Autoimmune rheumatologic diseases
Genome-wide association studies have identified more than 40 loci that may be pathologically relevant for systemic lupus erythematosus (SLE). Variants in STAT4, are robustly associated with lupus nephritis (LN). Although these variants have been shown to increase STAT4 expression in peripheral blood mononuclear cells and monocytes, the molecular mechanisms that underlie this effect and its functional consequences are still unclear.
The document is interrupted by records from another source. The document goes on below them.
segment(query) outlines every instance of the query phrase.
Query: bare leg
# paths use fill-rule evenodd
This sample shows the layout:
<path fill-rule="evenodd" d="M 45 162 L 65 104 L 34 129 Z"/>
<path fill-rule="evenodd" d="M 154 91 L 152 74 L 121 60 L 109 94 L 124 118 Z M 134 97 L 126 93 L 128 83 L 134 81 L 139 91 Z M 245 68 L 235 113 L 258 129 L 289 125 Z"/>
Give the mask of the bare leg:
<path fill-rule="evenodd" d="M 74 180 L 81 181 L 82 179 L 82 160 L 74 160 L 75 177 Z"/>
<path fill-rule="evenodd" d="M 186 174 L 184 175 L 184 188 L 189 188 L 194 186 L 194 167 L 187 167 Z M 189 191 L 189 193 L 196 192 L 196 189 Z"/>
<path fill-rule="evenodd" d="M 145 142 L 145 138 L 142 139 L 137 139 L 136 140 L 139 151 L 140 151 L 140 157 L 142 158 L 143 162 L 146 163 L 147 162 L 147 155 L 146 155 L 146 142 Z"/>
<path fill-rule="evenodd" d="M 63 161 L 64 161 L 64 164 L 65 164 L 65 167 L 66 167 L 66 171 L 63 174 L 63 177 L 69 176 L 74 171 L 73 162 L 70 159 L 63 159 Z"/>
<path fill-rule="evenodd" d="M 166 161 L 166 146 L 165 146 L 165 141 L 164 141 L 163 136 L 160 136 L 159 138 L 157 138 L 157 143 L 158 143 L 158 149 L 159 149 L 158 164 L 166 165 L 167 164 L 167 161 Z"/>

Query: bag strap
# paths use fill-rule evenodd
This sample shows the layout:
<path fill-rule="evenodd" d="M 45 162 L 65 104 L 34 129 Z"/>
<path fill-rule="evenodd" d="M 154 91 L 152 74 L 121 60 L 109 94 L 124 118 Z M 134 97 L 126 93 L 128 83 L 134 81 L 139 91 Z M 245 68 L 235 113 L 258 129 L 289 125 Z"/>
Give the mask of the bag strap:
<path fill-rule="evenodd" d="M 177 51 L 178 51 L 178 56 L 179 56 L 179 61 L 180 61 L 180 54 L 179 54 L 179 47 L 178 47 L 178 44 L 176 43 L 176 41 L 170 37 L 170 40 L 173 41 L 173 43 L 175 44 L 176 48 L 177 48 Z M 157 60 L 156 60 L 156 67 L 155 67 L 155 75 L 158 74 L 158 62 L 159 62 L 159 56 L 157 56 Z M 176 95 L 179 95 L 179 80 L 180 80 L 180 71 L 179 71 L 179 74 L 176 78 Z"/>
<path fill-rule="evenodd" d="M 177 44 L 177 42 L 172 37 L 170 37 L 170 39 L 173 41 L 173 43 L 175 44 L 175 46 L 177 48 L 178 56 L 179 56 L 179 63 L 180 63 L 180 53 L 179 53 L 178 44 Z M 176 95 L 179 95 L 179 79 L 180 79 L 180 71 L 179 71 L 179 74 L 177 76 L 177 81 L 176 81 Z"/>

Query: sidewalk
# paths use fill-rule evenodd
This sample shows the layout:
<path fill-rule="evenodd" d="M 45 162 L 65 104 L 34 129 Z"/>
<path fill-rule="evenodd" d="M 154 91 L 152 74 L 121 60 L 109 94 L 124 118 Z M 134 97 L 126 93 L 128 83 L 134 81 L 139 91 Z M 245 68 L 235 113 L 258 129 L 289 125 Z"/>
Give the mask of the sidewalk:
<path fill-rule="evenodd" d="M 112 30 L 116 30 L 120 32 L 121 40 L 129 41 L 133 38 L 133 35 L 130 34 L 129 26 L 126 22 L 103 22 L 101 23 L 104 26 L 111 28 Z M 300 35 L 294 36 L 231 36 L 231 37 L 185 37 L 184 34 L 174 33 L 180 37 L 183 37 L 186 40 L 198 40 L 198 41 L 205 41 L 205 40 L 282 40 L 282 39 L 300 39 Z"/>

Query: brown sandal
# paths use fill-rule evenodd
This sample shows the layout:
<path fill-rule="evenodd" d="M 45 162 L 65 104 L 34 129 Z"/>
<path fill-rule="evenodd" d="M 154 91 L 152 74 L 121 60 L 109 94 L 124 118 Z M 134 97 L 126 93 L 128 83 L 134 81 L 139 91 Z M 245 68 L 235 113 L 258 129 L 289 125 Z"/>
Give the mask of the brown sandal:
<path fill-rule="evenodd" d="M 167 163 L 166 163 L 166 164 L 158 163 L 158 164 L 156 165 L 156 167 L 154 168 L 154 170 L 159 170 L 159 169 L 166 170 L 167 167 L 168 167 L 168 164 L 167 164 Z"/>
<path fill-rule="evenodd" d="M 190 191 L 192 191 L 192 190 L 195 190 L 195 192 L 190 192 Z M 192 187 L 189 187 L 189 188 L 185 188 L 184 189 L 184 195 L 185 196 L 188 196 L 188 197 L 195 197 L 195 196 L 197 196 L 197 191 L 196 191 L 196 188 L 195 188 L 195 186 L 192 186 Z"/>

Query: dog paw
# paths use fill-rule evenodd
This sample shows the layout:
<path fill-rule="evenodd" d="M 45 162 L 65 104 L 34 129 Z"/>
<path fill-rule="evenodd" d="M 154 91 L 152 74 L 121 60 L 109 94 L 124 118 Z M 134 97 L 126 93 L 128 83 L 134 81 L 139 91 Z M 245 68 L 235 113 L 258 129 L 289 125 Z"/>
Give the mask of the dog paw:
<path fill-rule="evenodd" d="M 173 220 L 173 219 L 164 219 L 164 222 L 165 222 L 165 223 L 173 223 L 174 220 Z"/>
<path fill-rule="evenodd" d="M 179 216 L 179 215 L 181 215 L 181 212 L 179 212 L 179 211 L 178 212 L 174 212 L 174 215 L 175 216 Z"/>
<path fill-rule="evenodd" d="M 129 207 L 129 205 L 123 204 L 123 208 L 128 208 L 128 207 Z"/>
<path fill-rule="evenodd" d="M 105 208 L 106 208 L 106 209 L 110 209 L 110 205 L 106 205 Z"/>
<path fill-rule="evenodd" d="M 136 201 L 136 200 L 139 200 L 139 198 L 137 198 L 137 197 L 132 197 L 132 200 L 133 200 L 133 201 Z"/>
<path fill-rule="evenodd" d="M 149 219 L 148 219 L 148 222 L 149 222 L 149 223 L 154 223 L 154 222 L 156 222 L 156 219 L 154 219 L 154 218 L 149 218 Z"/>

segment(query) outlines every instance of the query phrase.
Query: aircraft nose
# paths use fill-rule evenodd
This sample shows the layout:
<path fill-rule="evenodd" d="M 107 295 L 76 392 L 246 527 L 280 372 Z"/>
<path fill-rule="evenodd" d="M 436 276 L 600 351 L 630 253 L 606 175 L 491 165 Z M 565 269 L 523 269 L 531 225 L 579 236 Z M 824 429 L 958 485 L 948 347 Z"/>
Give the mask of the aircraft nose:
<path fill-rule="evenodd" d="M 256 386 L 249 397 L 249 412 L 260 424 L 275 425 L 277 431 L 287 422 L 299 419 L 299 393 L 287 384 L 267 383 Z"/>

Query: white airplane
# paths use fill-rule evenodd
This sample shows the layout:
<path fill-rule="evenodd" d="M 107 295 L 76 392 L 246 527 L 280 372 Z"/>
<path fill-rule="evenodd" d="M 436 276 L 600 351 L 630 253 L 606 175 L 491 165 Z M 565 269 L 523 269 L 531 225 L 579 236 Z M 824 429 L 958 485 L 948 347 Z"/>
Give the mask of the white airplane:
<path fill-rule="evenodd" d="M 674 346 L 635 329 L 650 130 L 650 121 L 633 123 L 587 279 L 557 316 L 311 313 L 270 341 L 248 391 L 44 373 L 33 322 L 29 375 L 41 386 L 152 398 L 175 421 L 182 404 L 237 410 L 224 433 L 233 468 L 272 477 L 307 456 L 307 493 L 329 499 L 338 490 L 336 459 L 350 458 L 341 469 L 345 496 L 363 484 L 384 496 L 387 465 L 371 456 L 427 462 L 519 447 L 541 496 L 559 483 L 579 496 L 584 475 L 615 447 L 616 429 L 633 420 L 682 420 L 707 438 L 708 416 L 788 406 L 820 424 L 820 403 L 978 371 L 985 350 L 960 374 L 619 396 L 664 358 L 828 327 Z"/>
Naïve CD4 T cells obtained from healthy human donors homozygous for the protective (Prot) or risk (Risk) STAT4 alleles, were cultured in Th1 polarizing conditions. Cells carrying the Prot alleles, downregulated STAT4 transcription in response to sustained exposure to IL-12. In contrast, cells with the Risk alleles did not modulate STAT4 and consequently accumulated increased amounts of the transcription factor. This was accompanied by increased levels of STAT4 protein and pSTAT4. Further, Risk cells produced significantly more IFN-γ. To dissect the regulatory effects of the SLE-associated variants, we edited Jurkat cells using CRISPR/Cas9 technology. Disruption of the STAT4 intronic region that contains the SLE-associated SNPs unleashed the production of IFN-γ. The effect of STAT4 overexpression was evaluated in vivo by comparing the pathogenic capacity of STAT4-overexpressing and control OT-I cells. Upon transfer to RIP-mOVA mice, STAT4-OT-I cells exhibited increased migration into the pancreas and established insular inflammatory infiltrates.